The community connection continues to the guest rooms. Neighborhood residents get a 10 percent discount, savings that they can either keep or donate to the hotel’s charitable partner, nonprofit homeless housing provider House of Charity.
The Elliot Park Hotel, which has 155 guest rooms and 13 suites, balances luxury and lifestyle features, with coffee service, 24-hour in-room dining and spa services that can be brought into rooms. Amenities include a 24/7 fitness center, an outdoor patio with lawn games and a large lounge with a fireplace. On the second floor, the hotel has a meeting space that can sit 125 people for plated dinners or more than 300 people for a cocktail-style reception.
The hotel is part of the Marriott Autograph Collection, one of its fastest growing brands. Orlando said the one thing that unites the assortment of independently owned and operated hotels is their uniqueness.
“If (guests) are coming here and they want to have that luxury feel, they will get it, yet (the hotel) is still whimsical and playful where it’s not that stuffy and ostentatious feel,” she said.
During the week, Orlando said the hotel will largely target business travelers. Weekends will bring in leisure travelers, with most coming from around the Midwest region. Most guests, as much as 70 or 80 percent, will likely be the “extremely loyal” customers of Marriott’s rewards program, she added.
On the main level, Tavola will serve Italian cuisine and a cocktail menu centered on Italian spirits like Amaro. Leading the kitchen is chef Aaron Uban, a veteran of dozens of Twin Cities restaurants like Heartland, Strip Club Meat & Fish and Pronto Ristorante. One of its signature dishes is “il macchina,” or the machine, a suckling pig that’s deboned and turned into a porchetta. Tavola serves it in inch-thick cuts with black lentils and bruised kale.

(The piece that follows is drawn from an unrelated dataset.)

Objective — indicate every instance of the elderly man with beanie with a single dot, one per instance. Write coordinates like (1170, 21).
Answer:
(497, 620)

“It’s a conversation piece,” said Taryne Dixon, the hotel’s food and beverage director.
The 126-seat restaurant has a bar surrounding a wood-fired oven and a 20-seat outdoor space that will open next year, in addition to a 12-seat private dining space. Uban said Tavola’s late-night menu is based around the oven where pizzas, sandwiches and even burgers are cooked.
“If (guests are) here hanging out, they can see what’s going on. It helps that whole energy,” he said.
Dixon said the beverage program features a variety of approachable and high-end wines, many of them Italian. A free Coravin service — where wine is extracted from a bottle without removing the cork — is available for bottles under $100 so diners can try a wine before buying. Tavola has just eight taps with mostly local beer, as Dixon said they don’t want to compete with Finnegans, which the hotel supports with food and a portion of its proceeds.